Maker John Walters has been working on pushing the boundaries of what’s possible with an Espressif ESP32-S-based AI Thinker ESP32-CAM development board — performing on-device edge detection on the incoming video feed from the camera sensor in real-time.
“This project […] is simply just a proof-of-concept to see if the [Espressif] ESP32 is fast enough to do kernel convolutions in real time,” Walters explains. “[It] uses the AI-Thinker ESP32-CAM with the [Omnivision] OV2640 camera module with the GC9A01 circular 240×240 pixel display. An FDTI adapter is used for programming the ESP32-CAM. Oh yeah, this uses the PSRAM [Pseudo-Static RAM], so GPIO [General-Purpose Input/Output pin] 16 is off limits.”

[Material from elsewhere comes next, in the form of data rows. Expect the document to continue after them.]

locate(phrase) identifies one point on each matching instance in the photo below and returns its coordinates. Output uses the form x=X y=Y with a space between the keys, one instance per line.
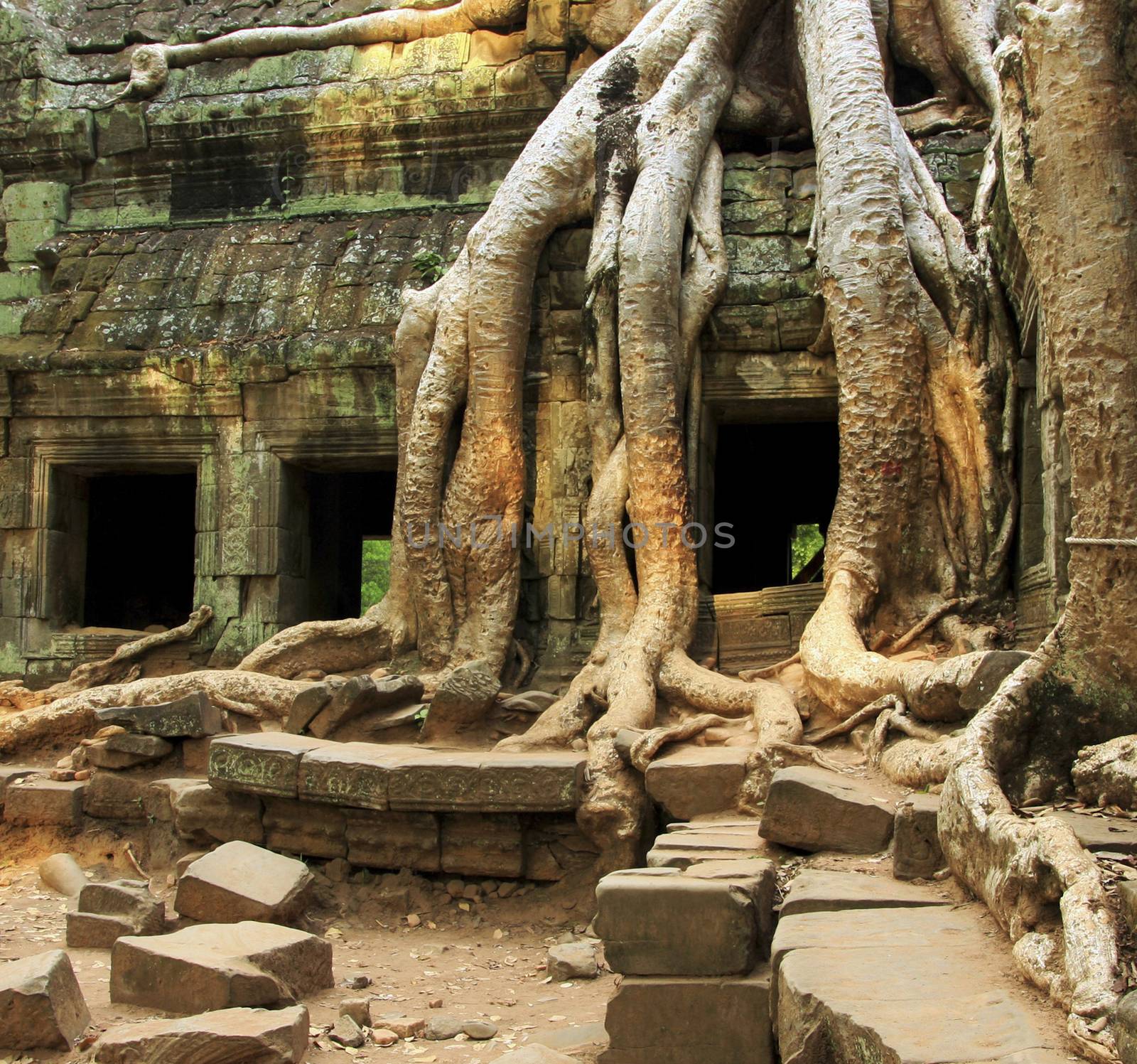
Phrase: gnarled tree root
x=1040 y=883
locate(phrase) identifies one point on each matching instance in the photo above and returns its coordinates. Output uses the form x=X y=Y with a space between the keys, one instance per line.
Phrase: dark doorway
x=772 y=483
x=140 y=537
x=346 y=510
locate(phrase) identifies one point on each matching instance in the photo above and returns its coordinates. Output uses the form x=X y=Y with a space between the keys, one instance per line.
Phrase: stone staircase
x=851 y=967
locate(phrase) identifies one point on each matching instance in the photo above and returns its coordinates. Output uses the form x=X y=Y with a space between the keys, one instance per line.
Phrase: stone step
x=691 y=1021
x=667 y=922
x=371 y=775
x=820 y=891
x=210 y=967
x=694 y=781
x=816 y=810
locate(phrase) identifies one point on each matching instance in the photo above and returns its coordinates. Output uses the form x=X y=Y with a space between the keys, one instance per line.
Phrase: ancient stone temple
x=568 y=531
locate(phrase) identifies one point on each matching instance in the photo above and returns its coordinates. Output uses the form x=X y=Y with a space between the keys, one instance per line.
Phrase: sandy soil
x=487 y=963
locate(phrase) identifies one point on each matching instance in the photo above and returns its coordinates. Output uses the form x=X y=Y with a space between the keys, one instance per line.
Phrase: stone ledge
x=404 y=779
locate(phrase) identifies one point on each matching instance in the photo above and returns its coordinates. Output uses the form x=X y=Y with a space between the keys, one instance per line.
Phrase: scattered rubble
x=229 y=1036
x=41 y=1005
x=220 y=967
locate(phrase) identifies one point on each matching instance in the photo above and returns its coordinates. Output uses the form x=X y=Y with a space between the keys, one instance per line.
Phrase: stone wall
x=210 y=282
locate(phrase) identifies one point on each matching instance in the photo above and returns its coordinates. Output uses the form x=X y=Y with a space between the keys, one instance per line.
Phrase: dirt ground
x=483 y=964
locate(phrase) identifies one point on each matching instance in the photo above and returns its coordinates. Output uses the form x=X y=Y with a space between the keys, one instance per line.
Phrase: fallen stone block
x=308 y=703
x=350 y=773
x=814 y=810
x=677 y=1021
x=909 y=1003
x=14 y=773
x=462 y=701
x=1101 y=832
x=394 y=840
x=128 y=751
x=264 y=763
x=41 y=1005
x=681 y=849
x=112 y=796
x=665 y=922
x=305 y=828
x=212 y=967
x=106 y=912
x=193 y=716
x=242 y=882
x=203 y=814
x=480 y=783
x=38 y=800
x=62 y=872
x=819 y=891
x=917 y=853
x=230 y=1036
x=534 y=1054
x=363 y=695
x=483 y=846
x=571 y=961
x=693 y=781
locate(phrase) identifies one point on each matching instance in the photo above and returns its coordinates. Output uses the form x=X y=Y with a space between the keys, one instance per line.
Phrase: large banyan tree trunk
x=1067 y=85
x=926 y=365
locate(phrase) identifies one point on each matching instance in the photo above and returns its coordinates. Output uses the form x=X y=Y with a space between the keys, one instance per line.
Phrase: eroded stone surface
x=242 y=882
x=814 y=810
x=693 y=781
x=677 y=1020
x=229 y=1036
x=41 y=1004
x=817 y=891
x=190 y=717
x=210 y=967
x=917 y=853
x=667 y=922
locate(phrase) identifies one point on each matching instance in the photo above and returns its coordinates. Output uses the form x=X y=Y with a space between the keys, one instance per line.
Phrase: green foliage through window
x=377 y=572
x=807 y=542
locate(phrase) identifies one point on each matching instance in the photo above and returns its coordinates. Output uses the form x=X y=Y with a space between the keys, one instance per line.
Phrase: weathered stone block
x=819 y=891
x=394 y=840
x=363 y=695
x=305 y=828
x=128 y=751
x=23 y=238
x=917 y=853
x=462 y=699
x=112 y=796
x=307 y=704
x=267 y=763
x=665 y=922
x=13 y=774
x=231 y=1035
x=213 y=967
x=920 y=1005
x=814 y=810
x=693 y=781
x=41 y=1005
x=36 y=200
x=39 y=800
x=239 y=881
x=202 y=813
x=190 y=717
x=538 y=783
x=677 y=1021
x=489 y=846
x=350 y=773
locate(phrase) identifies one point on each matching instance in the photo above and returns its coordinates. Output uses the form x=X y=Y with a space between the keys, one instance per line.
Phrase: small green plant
x=429 y=267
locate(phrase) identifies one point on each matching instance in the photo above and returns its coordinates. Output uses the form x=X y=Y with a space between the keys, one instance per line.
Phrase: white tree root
x=1036 y=879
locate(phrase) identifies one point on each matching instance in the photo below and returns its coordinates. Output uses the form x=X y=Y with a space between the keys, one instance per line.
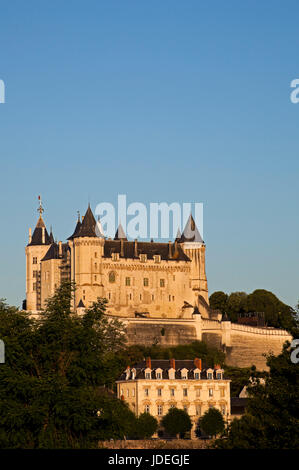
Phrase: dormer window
x=128 y=372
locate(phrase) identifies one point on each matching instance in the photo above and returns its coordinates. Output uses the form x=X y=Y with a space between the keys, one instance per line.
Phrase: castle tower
x=194 y=247
x=87 y=251
x=38 y=245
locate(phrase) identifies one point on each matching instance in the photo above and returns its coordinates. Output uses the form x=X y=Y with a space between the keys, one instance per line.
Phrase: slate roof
x=164 y=364
x=148 y=248
x=238 y=405
x=76 y=231
x=190 y=232
x=37 y=236
x=53 y=251
x=88 y=224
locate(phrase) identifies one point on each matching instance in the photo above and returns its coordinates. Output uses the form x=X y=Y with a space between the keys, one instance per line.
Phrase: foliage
x=176 y=421
x=53 y=385
x=277 y=314
x=271 y=420
x=146 y=425
x=211 y=423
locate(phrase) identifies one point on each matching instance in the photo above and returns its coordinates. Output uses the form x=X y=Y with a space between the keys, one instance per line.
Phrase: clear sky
x=162 y=101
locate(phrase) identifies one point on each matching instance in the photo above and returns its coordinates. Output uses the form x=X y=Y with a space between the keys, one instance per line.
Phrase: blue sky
x=162 y=101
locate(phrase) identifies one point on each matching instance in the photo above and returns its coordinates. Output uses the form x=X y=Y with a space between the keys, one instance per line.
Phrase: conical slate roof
x=120 y=233
x=191 y=233
x=37 y=236
x=88 y=225
x=76 y=231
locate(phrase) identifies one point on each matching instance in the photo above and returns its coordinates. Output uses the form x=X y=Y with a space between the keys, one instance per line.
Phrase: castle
x=158 y=290
x=137 y=278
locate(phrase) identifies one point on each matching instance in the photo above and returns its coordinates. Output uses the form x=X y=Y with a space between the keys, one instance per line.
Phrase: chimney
x=172 y=363
x=197 y=363
x=148 y=363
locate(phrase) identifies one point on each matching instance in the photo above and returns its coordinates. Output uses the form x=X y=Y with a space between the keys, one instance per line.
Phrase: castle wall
x=244 y=346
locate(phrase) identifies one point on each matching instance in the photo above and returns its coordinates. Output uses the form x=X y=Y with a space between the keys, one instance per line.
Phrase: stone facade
x=154 y=386
x=158 y=280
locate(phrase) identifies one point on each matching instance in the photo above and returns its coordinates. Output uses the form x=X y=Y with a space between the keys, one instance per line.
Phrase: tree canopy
x=53 y=385
x=277 y=314
x=176 y=421
x=211 y=423
x=271 y=420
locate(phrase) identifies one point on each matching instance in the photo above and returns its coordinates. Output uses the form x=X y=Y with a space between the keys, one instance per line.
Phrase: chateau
x=158 y=290
x=145 y=279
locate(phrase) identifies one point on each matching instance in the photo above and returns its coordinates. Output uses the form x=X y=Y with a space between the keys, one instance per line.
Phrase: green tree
x=218 y=301
x=176 y=422
x=53 y=385
x=146 y=426
x=271 y=420
x=211 y=423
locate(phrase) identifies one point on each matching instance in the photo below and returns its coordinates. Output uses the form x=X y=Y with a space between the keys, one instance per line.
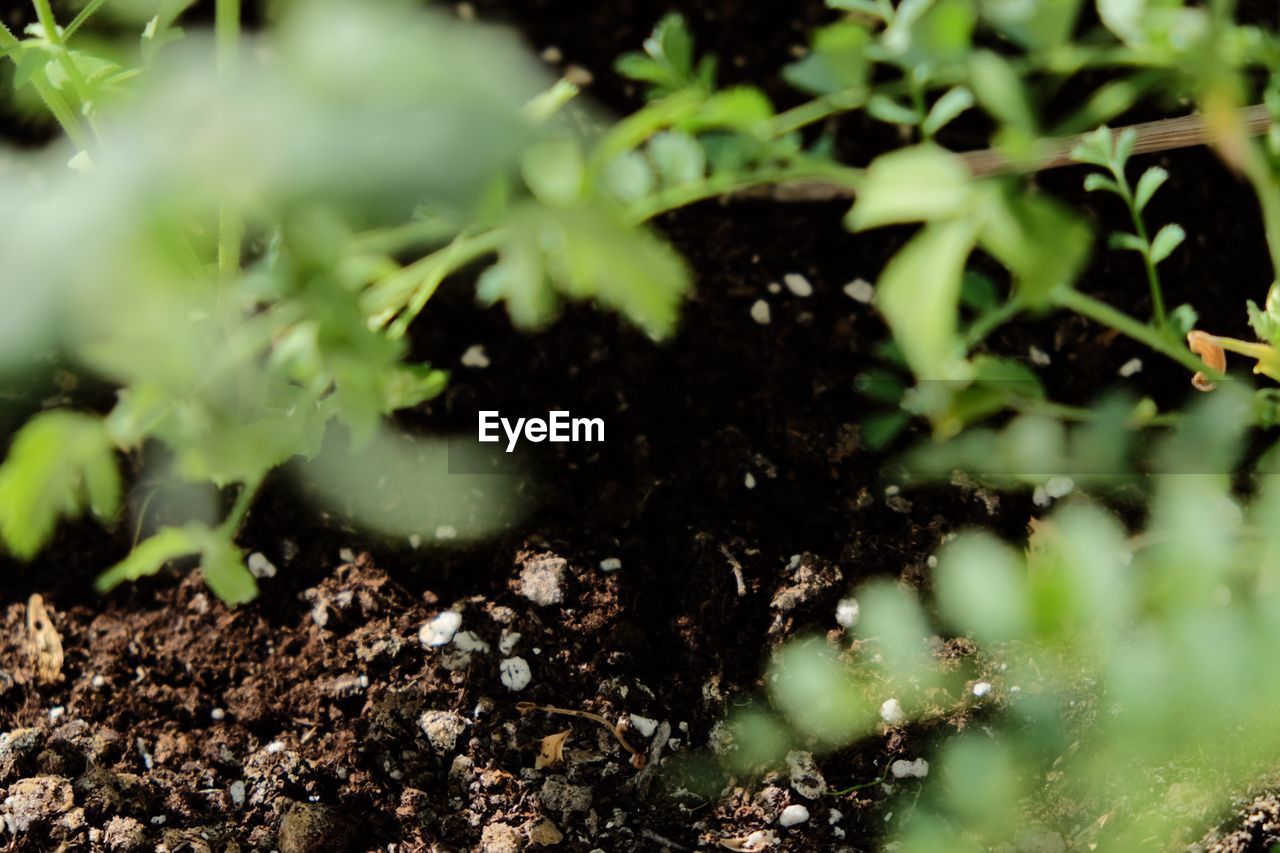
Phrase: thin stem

The AI-Thinker ESP32-CAM at the heart of the system is far from the most powerful Espressif ESP32-based device, being built around two Tensilica Xtensa LX6 cores running at up to 160MHz paired with 520kB of static RAM (SRAM) plus 4MB of external pseudo-static RAM (PSRAM). As the name suggests, it’s designed for edge computer vision work, and either comes bundled or can be paired with Omnivision OV2640 or OV7670 camera sensors.
In Walters’ case, the module uses an Omnivision OV2640 sensor to capture an eight-bit grayscale image and transfer it to PSRAM, then perform two key image processing steps: a Gaussian blur followed by a Laplacian edge detection operation — both occurring on-device, with the user’s choice of 3×3 and 5×5 sizes. Finally, the processed image is output to a GC9A01 circular LCD display with a 240×240 resolution.
Walters has shared full source code for the project, plus the above wiring example. (📷: John Walters)
“I have no doubt that the frame rate could be increased by sharing the load with the other CPU core,” Walters adds of the process, which is written to only use one of the ESP32-CAM’s two Xtensa LX6 cores, “but I’m going to go down a different route.”
The project is documented in full, with source code, on Walters’ website.